Towards zero-downtime upgrades of stateful systems

vlovich123 · 2024-03-09T04:13:22 1709957602

This seems like a problem you can’t solve generically and you always end up making trade offs. The two main challenges I can think of:

* State in old system isn’t representable in new system (not a backwards compatible upgrade or more likely a bug exists in handling the new state)

* There’s state outside of the program that’s impossible to transition gracefully (e.g. dirtied IO socket where you don’t know what it’s state is & it’s a resource owned outside of your program)

* Transitioning state means there’s a possibility of failure because the program never reaches a graceful transition point to snapshot the state. So you either have to choose between running the old program forever or abandoning the graceful state transition anyway.

Distributed systems I’ve observed pick one of two strategies:

1. Using the load balancer strategy of migrating off the old version & then terminating it after some grace period.

2. Use a formal distributed state system like CockroachDB, Yuggabyte, DynamoDB, S3, etc etc.

This is probably a big reason why most programs use external storage solutions even if they’re less efficient - it centralizes maintenance of state onto a system that has well defined semantics and can handle repair transparently.

stevan · 2024-03-09T08:16:11 1709972171

> This seems like a problem you can’t solve generically and you always end up making trade offs.

That shouldn't stop us from solving the problem in the cases where it's possible though? We can tackle the corner cases separately with manual overrides.

> This is probably a big reason why most programs use external storage solutions even if they’re less efficient - it centralizes maintenance of state onto a system that has well defined semantics and can handle repair transparently.

This is certainly the case today, what I'm asking is: does it always have to be like that in the future?

vlovich123 · 2024-03-09T08:20:26 1709972426

I suspect that it’s impossible in the sense that the “possible” space will look like a distributed storage solution and the rest will look similar to graceful handoff of new connections to new version + shutdown of old version after some time (with forceful disconnect of sessions hanging around).

stevan · 2024-03-09T09:31:23 1709976683

I give two examples of a stateful upgrade in Erlang/OTP in the motivation, neither rely on distributed storage.

vlovich123 · 2024-03-09T11:02:57 1709982177

Unfortunately the documentation for Erlang doesn’t really describe any pros/cons for anything and I’m not an expert in it so I don’t know what the limitations are for the Erlang approach but they certainly must be (e.g. if you have long running sessions and do several upgrades, are you running N versions of the code & eating up RAM because the old sessions aren’t complete?).

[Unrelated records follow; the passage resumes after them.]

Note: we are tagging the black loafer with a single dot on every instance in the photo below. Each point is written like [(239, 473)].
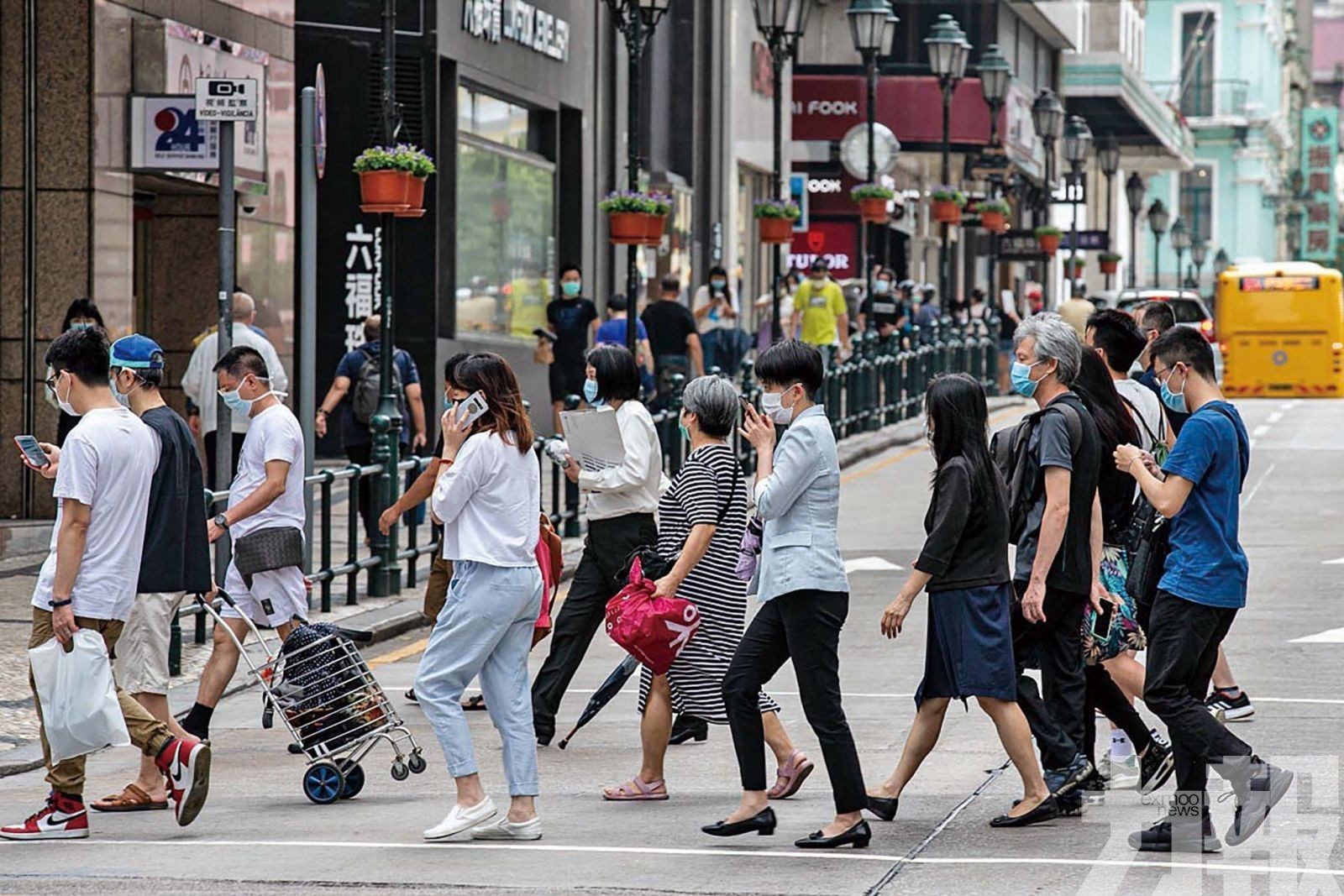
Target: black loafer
[(1047, 810), (857, 837), (763, 824), (884, 808)]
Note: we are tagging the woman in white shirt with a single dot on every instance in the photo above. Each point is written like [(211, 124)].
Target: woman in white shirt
[(622, 503), (488, 497)]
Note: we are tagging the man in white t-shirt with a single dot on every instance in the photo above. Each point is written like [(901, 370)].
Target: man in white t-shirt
[(87, 582), (268, 492)]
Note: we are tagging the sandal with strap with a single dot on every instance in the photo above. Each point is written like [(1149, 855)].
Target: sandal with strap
[(132, 799), (790, 775), (638, 790)]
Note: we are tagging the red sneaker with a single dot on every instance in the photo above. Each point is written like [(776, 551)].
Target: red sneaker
[(64, 819), (187, 768)]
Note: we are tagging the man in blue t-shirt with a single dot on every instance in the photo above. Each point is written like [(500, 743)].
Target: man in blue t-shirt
[(1200, 591)]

As I understand it, Erlang/OTP captures the entire state of the program and it’s a feature of the language and VM to accomplish this. It’s not something you can retrofit into any arbitrary language. For example, your JS app or your Python app or your Rust app won’t be able to do the same easily which means it won’t be robust and it will be error prone. Thus I stand by that there’s no “generic” solution you can bolt onto an arbitrary language.

stevan · 2024-03-09T11:24:36 1709983476

> if you have long running sessions and do several upgrades, are you running N versions of the code & eating up RAM because the old sessions aren’t complete?

I believe Erlang supports two versions running along each other. They capped it at two because back when this was developed there wasn't enough RAM. Joe Armstrong gave at least one talk where he says if he'd have liked to support arbitrary number of versions and garbage collect them as old sessions complete.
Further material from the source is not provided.